The best way to know the self is feeling oneself at the moments of reckoning. The feeling of being alone, just with your senses, may lead you to think more consciously. More and more of such moments may sensitize ‘you towards you’, towards others. We become regular with introspection and retrospection. We get ‘the’ gradual connect to the higher self we may name Spirituality or God or just a Humane Conscious. We tend to get a rhythm again in life. We need to learn the art of being lonely in crowd while being part of the crowd. A multitude of loneliness in mosaic of relations! One needs to feel it severally, with conscience, before making it a way of life. One needs to live several such lonely moments. One needs to live severallyalone.

Saturday 25 April 2015

APRIL 25 NEPAL EARTHQUAKE: HOW I FIRST REACTED?

  COLORES INFINITUM

I was in the washroom when it happened. Around noon, the ground started shaking.

First, as a natural reaction (yes, it is also a type with some folks), I thought I was feeling dizziness and it was stirring my whole body, the ground beneath me and the walls surrounding.

But soon, within seconds, the feeling of dizziness gave way to the feeling that I was facing tremors of an earthquake.

And it was a strong earthquake, if it was indeed a quake. It lasted for around two minutes. It shook me and the world around me pretty well.

I was at the ground floor. There were three stories above me.

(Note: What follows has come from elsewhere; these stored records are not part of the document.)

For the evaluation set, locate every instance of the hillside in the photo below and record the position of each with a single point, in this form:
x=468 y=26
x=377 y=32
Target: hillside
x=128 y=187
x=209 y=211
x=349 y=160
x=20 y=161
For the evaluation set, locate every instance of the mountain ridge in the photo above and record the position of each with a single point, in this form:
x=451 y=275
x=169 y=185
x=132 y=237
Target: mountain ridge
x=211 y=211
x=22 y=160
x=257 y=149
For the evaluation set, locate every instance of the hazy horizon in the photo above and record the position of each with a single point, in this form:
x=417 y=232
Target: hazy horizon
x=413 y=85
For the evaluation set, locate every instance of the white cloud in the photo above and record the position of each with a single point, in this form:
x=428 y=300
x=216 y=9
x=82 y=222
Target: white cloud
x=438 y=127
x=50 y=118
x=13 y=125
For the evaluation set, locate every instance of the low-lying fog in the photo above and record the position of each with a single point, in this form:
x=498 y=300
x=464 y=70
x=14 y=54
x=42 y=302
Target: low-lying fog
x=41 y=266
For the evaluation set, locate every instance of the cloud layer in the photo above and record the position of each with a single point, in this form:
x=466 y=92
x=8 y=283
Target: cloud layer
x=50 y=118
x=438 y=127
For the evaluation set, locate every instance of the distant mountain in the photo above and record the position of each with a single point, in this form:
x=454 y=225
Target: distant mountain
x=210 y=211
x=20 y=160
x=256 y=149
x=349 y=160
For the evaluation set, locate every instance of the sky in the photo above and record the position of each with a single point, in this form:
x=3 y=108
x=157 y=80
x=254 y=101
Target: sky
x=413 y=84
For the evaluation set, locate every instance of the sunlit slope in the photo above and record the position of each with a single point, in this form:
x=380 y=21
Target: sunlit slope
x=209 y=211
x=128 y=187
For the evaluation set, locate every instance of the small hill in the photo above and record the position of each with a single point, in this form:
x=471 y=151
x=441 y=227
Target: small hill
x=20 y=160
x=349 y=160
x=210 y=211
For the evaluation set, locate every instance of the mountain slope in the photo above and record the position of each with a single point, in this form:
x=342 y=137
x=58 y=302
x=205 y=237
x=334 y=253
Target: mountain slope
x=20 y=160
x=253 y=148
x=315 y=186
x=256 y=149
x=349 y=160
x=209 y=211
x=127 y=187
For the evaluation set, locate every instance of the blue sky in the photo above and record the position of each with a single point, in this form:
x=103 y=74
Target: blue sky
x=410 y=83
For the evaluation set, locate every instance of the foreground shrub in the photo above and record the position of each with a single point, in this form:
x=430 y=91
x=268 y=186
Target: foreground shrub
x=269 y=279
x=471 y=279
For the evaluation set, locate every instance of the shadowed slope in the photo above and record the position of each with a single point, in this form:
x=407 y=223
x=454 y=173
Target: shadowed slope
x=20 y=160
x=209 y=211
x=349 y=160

And I was in two minds.

As I had slept very late, the whole ‘world beneath and around and with me’ business could have been due to some ‘psychological response’ due to my dizziness.

But then, it lasted for around two minutes and was like a strong earthquake (as I had felt in the past), the logic of my dizziness was hanging around the other logic as well.

I felt its epicentre was not at a place nearby otherwise the building would have come down like a stack of cards even before I would get a chance to contemplate over it. After all, Delhi is in Zone 4, ecologically the second most quake-prone zone. Yes, but it should be a strong one as it stirred my soul.

I was even ready to die in case the building came down, if indeed it was an earthquake. Any effort to rush out, from the ground-floor washroom of the four-stories building of IP Extension, was futile because it would not give me that much time.

The time that I indeed got – to contemplate over it – to think - that made my mind thought in two ways.

So, overall, as my visage said, I was in two minds. I was attributing it to my dizziness and at the same time, I was thinking about a strong earthquake.

I came out of the washroom following my daily routine – with thoughts on these lines.

I decided to ask my younger sister and the kids of my elder sister if they felt anything like an earthquake. They were busy here and there and flatly denied experiencing it at all, except what they were doing.

So, my dizziness had an upper hand.

But the next moment, when I glanced over the news channel running on television that I had switched on before going to the washroom, the whole dizziness logic was squeezed out of my soul.

The earthquake was confirmed, a strong earthquake. The news channel was running the news of an earthquake and its shocks.

And like it happens, in case of a strong earthquake, there was an excess of information with problems of credibility leading to a sort of chaos.

The magnitude ranged from 7 to 7.5 and soon the US Geological Survey confirmed it. Its epicentre was said to be in Nepal and soon, the USGS confirmed it, saying it to be 36 Kms East of Lamjung district that is just 77 Kms from Kathmandu.

Every news channel was on it. After Nepal, it was felt strongly in India, especially in North India, with Bihar and West Bengal facing the maximum damage. News channels were running the preliminary footage while scrambling for the same. Social media was beginning to act on it.

Meanwhile, there were frantic calls to and from everyone in the family about safety and whereabouts of each of us in the family.

The information that it was indeed a strong earthquake then opened a floodgate of horror before my eyes. If it was felt so strongly across many parts of the India, what would it do to Nepal, a small impoverished Himalayan nation that is dependent on tourism to a large extent with Mount Everest, the highest point on Earth, on its land?